Valgan estos ejemplos para mostrar que, tras la reforma de la exministra de Igualdad, Irene Montero, y la contrarreforma del Código Penal de los grupos socialista y popular, los delitos sexuales han quedado tan duros como raros. La dureza responde, en primer lugar, a una razón política. El Parlamento decidió que fueran muchos los atentados sexuales que pueden alcanzar esos 15 años de prisión. En relación con la regulación anterior, las circunstancias agravantes para alcanzar esta pena pasaron de cinco a siete, y operan también con tal efecto sobre los casos en los que no concurre ni violencia ni intimidación.

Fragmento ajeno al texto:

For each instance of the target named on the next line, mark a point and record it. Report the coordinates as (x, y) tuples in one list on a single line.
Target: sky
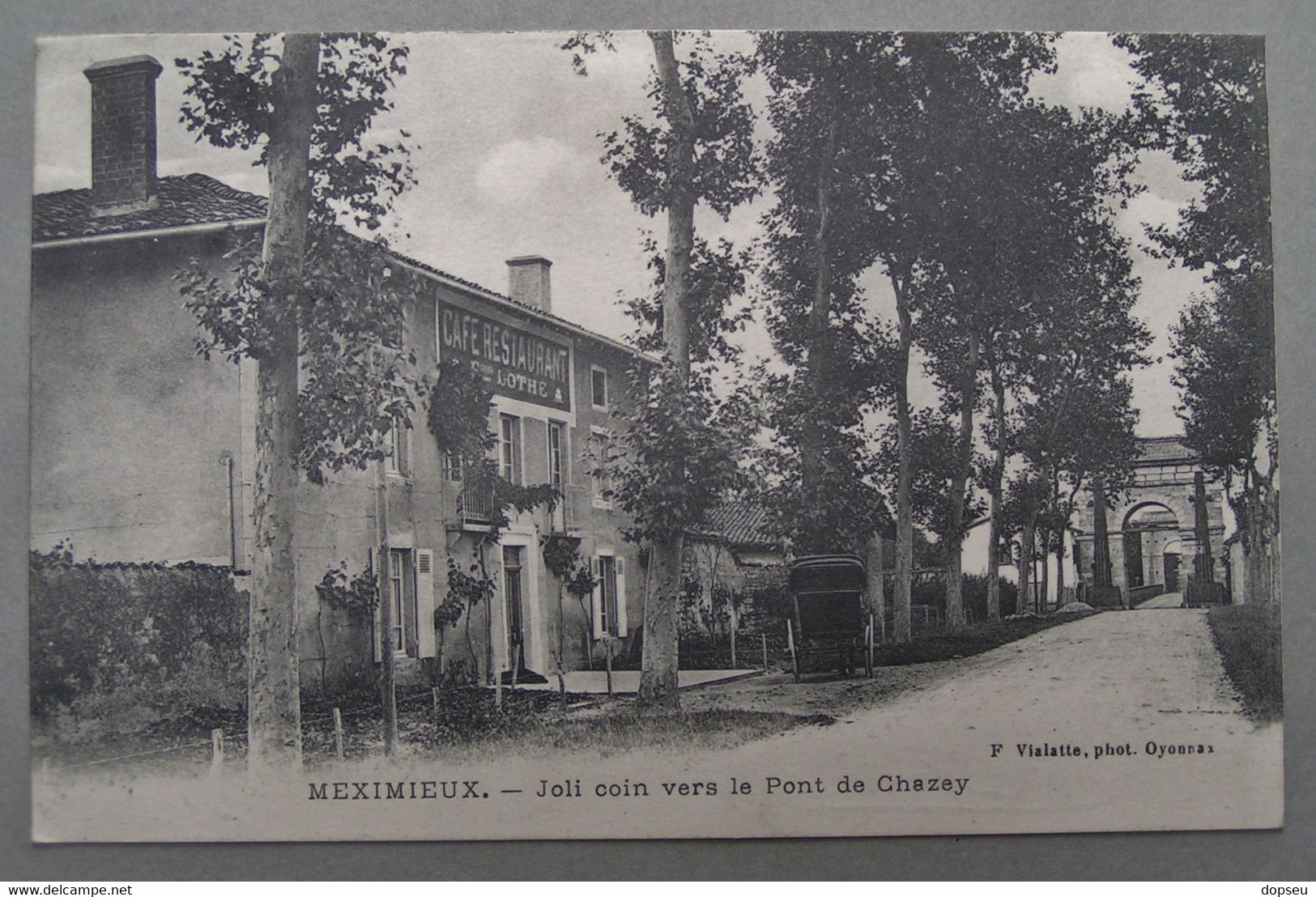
[(505, 145)]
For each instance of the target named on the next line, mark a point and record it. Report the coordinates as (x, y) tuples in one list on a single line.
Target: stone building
[(1152, 522), (143, 452)]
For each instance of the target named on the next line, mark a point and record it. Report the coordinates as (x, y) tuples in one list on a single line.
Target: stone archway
[(1162, 478)]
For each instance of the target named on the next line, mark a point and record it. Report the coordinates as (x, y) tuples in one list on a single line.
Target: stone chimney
[(122, 134), (528, 280)]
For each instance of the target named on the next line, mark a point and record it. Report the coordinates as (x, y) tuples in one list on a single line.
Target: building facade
[(143, 450), (1152, 524)]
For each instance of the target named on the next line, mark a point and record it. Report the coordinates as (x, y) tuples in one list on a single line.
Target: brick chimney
[(122, 134), (528, 280)]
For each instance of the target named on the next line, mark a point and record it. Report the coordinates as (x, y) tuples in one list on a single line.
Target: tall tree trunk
[(998, 478), (1044, 593), (905, 508), (965, 450), (1059, 572), (274, 707), (1101, 538), (814, 442), (875, 587), (1027, 553), (383, 572), (658, 676)]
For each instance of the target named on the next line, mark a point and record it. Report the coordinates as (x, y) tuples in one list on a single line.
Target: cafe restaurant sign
[(515, 363)]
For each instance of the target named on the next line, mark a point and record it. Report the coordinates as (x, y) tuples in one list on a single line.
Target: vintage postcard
[(652, 434)]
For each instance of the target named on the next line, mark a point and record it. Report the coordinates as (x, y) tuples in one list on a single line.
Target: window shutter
[(621, 595), (598, 599), (425, 604), (377, 636), (516, 452)]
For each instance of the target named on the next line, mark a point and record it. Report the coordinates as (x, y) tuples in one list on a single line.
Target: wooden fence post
[(790, 644), (216, 753), (608, 648)]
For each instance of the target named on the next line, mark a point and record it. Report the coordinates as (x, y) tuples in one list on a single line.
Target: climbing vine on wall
[(357, 596)]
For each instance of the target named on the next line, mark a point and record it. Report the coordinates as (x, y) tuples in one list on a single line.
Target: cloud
[(524, 168), (1091, 73)]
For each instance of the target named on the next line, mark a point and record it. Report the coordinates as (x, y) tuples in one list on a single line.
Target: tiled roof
[(1158, 450), (740, 524), (199, 200), (183, 200)]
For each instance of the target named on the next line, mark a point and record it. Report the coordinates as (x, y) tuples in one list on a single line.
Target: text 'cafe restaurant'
[(149, 448), (553, 385)]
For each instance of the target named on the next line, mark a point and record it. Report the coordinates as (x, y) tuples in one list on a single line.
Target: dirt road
[(1120, 721)]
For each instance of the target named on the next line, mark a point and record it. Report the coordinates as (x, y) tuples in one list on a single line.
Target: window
[(513, 612), (452, 467), (557, 436), (608, 593), (598, 387), (599, 453), (396, 446), (402, 597), (509, 448)]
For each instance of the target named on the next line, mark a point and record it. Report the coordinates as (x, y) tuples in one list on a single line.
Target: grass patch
[(1248, 640), (617, 730), (970, 641)]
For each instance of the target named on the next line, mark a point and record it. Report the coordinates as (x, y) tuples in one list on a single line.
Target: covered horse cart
[(828, 613)]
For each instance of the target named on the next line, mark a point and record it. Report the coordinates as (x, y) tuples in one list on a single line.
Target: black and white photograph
[(446, 436)]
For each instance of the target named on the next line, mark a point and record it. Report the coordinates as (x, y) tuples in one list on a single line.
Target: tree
[(1204, 100), (819, 240), (933, 124), (671, 461), (935, 466), (316, 307)]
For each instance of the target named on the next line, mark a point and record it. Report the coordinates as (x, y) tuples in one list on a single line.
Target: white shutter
[(621, 595), (425, 604), (375, 634), (598, 599)]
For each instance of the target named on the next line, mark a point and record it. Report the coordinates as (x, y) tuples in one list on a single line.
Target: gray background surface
[(1290, 28)]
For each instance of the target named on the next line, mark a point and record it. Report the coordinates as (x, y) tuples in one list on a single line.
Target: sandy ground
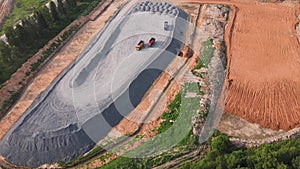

La segunda causa de la elevación de las penas reside en cierta torpeza regulatoria, en las idas y venidas de la violencia y la intimidación. Como en la primera reforma se decidió que todos los atentados sexuales (los anteriores abusos y las anteriores agresiones) pasaran a formar un único tipo delictivo de agresión sexual, tal refundición supuso la asignación de marcos penales para la elección judicial amplios y elevados en su tope máximo. Por ejemplo, la pena de la violación es de 4 a 12 años. En la contrarreforma se optó razonablemente por que la violencia, la intimidación o el hecho de que la víctima tenga anulada su voluntad merecieran siempre mayor pena (en la violación, 6 a 12 años). Pero en lugar de regresar a esa sensata distinción entre lo menos grave (por ejemplo, cuatro a seis años) y lo más grave, se dejó la pena amplia original (4 a 12 años) para lo menos grave.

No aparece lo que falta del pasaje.